1. Perché il titanio è difficile da rettificare
Caratteristica
Spiegazione
Bassa produttività
Le mole si consumano rapidamente e il rapporto di rettifica è basso. A parità di condizioni, il rapporto di rettifica è pari a 1.53 per il Ti-6Al-4V contro un valore di 71.5 per l’acciaio al carbonio di grado 45.
Alta temperatura
Lo scorrimento, l’attrito e le deformazioni elastoplastiche intense generano un notevole calore. A condizioni comparabili, la temperatura di rettifica del Ti-6.5Al-3.5Mo-2.5Sn-0.3Si è 1.5-2 volte superiore a quella dell’acciaio di grado 45 e può raggiungere i 1000°C.
Forza elevata
La forza radiale supera quella tangenziale. La forza di rettifica totale è superiore di circa 30% rispetto a quella dell'acciaio di grado 45 e da due a tre volte superiore a quella dell'acciaio al carbonio ordinario.
Guasto improvviso a una ruota
L'adesione, la diffusione e la reazione chimica tra il titanio e i granuli abrasivi accelerano l'usura della mola.

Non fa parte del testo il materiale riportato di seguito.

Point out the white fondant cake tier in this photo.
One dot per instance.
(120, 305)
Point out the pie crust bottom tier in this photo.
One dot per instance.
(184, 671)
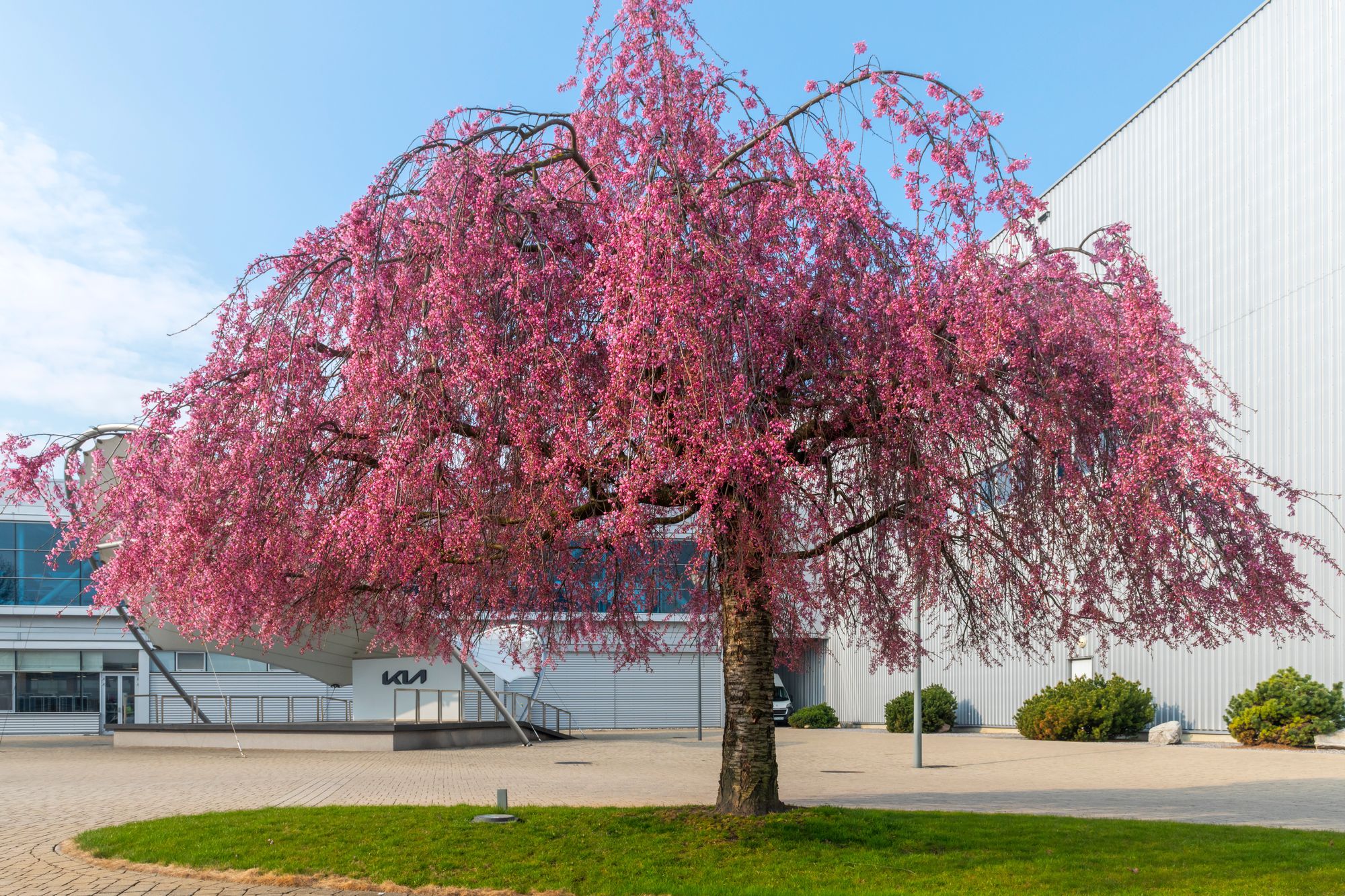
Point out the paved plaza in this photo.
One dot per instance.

Difficoltà nel controllo dell'integrità della superficie
Le alte temperature favoriscono la formazione di tensioni residue di trazione, la contaminazione degli strati superficiali, la rugosità, le bruciature da rettifica e le microfessurazioni.
2. Scelta di una mola
Elemento
Linee guida per la selezione
Abrasivo
Il carburo di silicio verde GC (TL) e il carburo di silicio al cerio CC (TS) presentano un’adesione relativamente bassa. Anche i superabrasivi RVD al diamante (JR) e CBN (JLD) mostrano una buona stabilità nei confronti del titanio.
Determinazione
Le granulometrie più comuni vanno da 36-80.
Obbligazione
Le mole vetrificate sviluppano una forza maggiore; quelle a legante resinoso, in genere, generano temperature e forze inferiori.
Grado
Con grana 60, durezza K-M (ZR1-Z1) possono garantire una buona produttività. Le ruote più morbide riducono la forza e la temperatura, ma si consumano più rapidamente.
Struttura e porosità
Sono indicate strutture da mediamente aperte ad aperte, con numero da 5-8. Per la rettifica di forma e di precisione è possibile utilizzare una struttura più densa per mantenere il profilo della mola e la finitura.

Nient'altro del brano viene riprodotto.